Only after the revolutionary break with traditional rule were these ideas able to become a blue-print for the establishment of the new order needed to fill the vacuum of legitimate public power. By their very nature they worked in favour of a constitution. Popular sovereignty was the legitimating principle of the new order. But unlike the sovereign monarch, the people were incapable of ruling themselves. They needed representatives who governed in their name. Democratic government is government by mandate and as such stands in need of being organized. In addition, the mandate was not conferred upon the representatives unconditionally. In contrast to the unlimited power of the British Parliament and the French monarch, the revolutionaries wanted to establish a limited government. The limits in scope and time as well as the division of power among various branches of government also required a determination in the form of rules.

Hence, the contribution of the American and French revolutionaries was to turn the idea from philosophy into law. Only law had the capacity to dissolve the consensus as to the purpose and form of government from the historical moment and transfer it into a binding rule for the future, so that it no longer rested on the power of persuasion but on the power of a commitment. There was, however, the problem that, after the collapse of the divinely inspired medieval legal order, all law had become the product of political decision. Law was irreducibly positive law. Nothing else could be true for the law whose function it was to regulate the establishment and exercise of political power. The question that emerged from this positivization of law was how a law that emanated from the political process could at the same time bind this process.

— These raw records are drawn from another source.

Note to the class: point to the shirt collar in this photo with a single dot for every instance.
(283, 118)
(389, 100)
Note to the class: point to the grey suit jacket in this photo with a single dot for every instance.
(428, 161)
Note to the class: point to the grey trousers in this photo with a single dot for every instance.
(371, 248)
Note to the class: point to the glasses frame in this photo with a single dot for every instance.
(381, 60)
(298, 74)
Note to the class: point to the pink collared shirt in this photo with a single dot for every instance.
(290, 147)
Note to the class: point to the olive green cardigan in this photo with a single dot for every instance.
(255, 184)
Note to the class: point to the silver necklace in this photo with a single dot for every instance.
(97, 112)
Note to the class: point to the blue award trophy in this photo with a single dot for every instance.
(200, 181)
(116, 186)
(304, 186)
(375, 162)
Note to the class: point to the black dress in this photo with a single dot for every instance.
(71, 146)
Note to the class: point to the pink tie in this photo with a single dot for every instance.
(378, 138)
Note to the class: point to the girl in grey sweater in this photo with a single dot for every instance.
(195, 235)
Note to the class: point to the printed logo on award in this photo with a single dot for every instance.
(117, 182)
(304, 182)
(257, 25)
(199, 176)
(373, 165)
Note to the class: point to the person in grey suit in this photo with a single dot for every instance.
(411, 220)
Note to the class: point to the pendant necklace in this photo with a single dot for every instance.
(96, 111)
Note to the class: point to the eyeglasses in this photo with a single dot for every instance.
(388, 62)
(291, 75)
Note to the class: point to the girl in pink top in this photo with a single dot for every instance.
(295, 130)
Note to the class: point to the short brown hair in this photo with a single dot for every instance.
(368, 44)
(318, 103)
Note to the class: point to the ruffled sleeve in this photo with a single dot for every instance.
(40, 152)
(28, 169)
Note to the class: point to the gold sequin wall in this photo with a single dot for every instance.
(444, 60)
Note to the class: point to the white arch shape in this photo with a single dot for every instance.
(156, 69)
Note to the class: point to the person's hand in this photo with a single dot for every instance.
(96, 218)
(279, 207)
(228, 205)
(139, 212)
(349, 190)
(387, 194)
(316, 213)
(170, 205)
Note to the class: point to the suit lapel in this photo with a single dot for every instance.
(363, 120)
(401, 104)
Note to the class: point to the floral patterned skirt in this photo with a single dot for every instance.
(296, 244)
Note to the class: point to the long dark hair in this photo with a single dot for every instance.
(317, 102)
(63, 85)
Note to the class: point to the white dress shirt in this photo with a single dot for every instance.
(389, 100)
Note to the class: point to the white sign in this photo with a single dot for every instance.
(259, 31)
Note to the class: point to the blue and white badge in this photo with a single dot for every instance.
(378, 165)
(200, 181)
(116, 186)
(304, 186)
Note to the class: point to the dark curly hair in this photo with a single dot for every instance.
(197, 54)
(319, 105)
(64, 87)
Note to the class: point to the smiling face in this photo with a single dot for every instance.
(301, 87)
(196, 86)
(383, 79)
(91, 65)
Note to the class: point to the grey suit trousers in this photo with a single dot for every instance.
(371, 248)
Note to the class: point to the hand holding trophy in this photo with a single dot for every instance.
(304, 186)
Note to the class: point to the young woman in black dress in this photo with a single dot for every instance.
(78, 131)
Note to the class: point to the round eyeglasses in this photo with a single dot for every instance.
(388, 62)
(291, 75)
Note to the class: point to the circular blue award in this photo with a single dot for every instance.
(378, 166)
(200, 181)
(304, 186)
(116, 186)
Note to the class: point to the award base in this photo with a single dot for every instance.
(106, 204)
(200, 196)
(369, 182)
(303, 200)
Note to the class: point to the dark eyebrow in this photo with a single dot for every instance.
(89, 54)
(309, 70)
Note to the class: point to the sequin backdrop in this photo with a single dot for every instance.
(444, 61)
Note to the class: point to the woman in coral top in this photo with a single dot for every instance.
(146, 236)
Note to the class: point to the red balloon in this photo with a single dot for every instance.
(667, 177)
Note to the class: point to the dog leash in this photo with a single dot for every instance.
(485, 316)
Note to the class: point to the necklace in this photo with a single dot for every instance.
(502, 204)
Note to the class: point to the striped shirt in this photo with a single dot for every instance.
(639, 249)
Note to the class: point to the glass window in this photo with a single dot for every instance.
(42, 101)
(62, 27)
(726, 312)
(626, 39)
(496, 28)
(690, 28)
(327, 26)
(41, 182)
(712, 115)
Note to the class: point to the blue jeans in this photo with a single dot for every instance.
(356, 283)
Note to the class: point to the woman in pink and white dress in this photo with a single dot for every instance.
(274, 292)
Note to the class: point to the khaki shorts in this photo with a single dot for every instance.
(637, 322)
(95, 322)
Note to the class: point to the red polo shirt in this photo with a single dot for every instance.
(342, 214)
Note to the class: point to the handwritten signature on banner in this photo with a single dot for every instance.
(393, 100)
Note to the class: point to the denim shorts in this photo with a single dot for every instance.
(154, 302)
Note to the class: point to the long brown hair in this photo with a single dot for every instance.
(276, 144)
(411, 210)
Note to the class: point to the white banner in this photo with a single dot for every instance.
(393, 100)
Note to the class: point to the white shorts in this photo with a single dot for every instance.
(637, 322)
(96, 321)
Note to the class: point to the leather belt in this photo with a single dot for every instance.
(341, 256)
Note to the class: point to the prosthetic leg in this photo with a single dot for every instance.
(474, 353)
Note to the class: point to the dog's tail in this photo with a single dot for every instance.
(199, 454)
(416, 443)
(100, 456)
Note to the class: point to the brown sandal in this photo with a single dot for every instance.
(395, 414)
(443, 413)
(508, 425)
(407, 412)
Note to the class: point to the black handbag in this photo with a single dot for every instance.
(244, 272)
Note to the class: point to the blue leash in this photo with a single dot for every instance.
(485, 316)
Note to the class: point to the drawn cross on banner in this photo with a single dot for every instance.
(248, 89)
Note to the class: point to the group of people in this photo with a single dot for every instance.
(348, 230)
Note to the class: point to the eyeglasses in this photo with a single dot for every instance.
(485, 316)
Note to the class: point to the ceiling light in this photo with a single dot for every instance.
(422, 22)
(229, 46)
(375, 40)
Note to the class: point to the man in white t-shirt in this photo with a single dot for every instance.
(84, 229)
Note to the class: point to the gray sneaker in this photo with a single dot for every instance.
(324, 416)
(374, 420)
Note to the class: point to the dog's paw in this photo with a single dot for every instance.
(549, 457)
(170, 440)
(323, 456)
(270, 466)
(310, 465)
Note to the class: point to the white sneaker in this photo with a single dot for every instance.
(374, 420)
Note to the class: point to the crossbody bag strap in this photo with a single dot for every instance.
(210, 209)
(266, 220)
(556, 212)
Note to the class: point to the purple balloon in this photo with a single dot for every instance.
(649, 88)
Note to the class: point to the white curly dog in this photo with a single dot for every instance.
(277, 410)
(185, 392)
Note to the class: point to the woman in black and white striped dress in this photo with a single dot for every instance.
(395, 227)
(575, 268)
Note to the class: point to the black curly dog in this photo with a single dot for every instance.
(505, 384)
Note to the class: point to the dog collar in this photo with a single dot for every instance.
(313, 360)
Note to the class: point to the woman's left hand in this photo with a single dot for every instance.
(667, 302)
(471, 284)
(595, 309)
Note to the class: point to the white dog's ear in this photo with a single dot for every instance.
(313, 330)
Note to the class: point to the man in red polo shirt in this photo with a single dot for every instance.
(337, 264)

This problem was solved by taking up the old idea of a hierarchy of norms (divine and secular) and re-introducing it into positive law. This was done by a division of positive law into two different bodies: one that emanated from or was attributed to the people and bound the government, and one that emanated from government and bound the people. The first one regulated the production and application of the second. Law became reflexive. This presupposed, however, that the first took primacy over the second. The revolutionary theoreticians had a clear notion of this consequence of constitution-making. The Americans expressed it as ‘paramount law’ and deployed the distinction between master and servant or principal and agent, while Sieyes conceptualized it in the dichotomy of pouvoir constituant and pouvoir constitué.[7] Without this distinction and the ensuing distinction between constitutional law and ordinary law and of the subordination of the latter to the former, constitutionalism would have been unable to fulfil its function.